Football Christmas gifts, continued in no particular order:
90. Purchasing paraphernalia only a few hundred thousand people will ever understand. "Punt Bama Punt" bumper stickers. "I Need A Volunteer" t-shirts. Lame single-issue t-shirts for games with slogans like "NEUTER THE WOLFPACK" and "DERIDE THE TIDE" will surely flow from the hands of vendors to fans to Salvation Armies to wholesalers in Africa who then sell them to kids playing soccer in the streets of Luanda. We've started our own worthless collection with a "HONK IF YOU SACKED BRODIE" bumper sticker from last year, but hope one day to own something as glorious as the Joe Paterno drink tray Jay once had.
89. De'Cody Fagg, wide receiver, Florida State. "Fagg catches...Fagg scores!" "Fagg gets nailed!" "Fagg dances into the endzone!" The joy will never fade from this name--NEVER.
88. The traitorous guy selling score posters outside the stadium. Your best friend after a victory, selling instant verification of the ass-stomping your team just bestowed on the opposition; your worst enemy following a loss, a Benedict Arnold sitting atop a thousand replications of how much your team just sucked that he will sell and profit from.

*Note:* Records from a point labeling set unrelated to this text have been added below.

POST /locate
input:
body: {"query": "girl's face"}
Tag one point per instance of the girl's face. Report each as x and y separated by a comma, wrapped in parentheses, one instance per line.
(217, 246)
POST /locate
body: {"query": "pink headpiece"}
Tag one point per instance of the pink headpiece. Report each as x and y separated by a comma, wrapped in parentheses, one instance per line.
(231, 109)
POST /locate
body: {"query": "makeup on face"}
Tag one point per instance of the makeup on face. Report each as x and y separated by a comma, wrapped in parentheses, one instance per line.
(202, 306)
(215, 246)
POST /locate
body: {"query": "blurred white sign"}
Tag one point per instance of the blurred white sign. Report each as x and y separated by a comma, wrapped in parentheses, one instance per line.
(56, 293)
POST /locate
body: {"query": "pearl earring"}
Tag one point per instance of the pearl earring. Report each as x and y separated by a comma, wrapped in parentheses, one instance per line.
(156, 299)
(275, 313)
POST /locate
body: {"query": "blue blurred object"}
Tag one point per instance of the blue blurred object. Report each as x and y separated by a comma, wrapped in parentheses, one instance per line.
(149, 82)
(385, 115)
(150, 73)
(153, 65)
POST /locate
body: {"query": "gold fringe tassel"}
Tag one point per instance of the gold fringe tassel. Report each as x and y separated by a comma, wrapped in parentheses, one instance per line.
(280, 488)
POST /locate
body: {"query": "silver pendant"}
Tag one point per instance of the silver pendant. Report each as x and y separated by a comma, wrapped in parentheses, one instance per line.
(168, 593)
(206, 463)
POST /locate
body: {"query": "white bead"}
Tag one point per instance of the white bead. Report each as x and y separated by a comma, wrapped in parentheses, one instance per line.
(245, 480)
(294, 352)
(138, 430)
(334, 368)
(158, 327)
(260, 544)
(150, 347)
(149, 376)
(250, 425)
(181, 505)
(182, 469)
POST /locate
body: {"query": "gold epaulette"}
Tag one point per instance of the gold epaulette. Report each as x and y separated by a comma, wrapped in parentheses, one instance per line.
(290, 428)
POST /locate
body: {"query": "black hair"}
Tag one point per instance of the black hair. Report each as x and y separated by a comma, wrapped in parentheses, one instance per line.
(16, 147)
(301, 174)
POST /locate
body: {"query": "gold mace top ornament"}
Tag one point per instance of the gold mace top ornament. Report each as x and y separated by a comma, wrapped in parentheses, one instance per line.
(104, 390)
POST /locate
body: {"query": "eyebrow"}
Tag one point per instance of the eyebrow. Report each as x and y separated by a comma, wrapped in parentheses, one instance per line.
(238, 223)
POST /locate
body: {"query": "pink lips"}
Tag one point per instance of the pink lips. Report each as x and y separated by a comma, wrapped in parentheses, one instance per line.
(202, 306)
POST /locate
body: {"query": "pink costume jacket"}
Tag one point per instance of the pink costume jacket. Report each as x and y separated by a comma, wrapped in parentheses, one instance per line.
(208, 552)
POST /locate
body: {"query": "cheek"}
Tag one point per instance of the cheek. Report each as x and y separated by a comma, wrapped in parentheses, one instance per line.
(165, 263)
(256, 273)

87. Johnsonville Brats steaming hot off the grill. Ah, the smell of it...
86. The Vol Navy. Sure, they're the enemy. But just getting that many people in boats and not killing anyone represents the greatest feat of naval engineering since the evacuation of Dunkirk. And they do it six or seven times a year.
A feat of alcoholic engineering.
85. ATV commercials. For some reason, advertisers think college football fans like them. If we didn't already own three of the goddamn things, we'd think that, too.
84. Play action. One of the most sublime spaces in college football is the fatal space between a bamboozled defender and a streaking wideout who cannot and will not be caught running wild for a touchdown. Cue satisfying click of planning becoming reality in brain.
Thought we were running, right? That's so unfortunate.
83. The Gameday Plan. For under three hundred dollars, you can get all the distraction you'll ever need ever. It's cheaper than crack and twice as good...not that we know that empirically, mind you...
82. Calling someone at a very inappropriate hour to scream school motto into ear repeatedly. Tactic best employed by Cuddles Swindle, 1:30 a.m. E.S.T, October 15th, 2001, where "WAR EAGLE" was repeated six times in a row to an unconscious Orson Swindle over the phone.
81. Cocktails named after marginal players. See The "Cherryshinski" or "The Bear Bryant."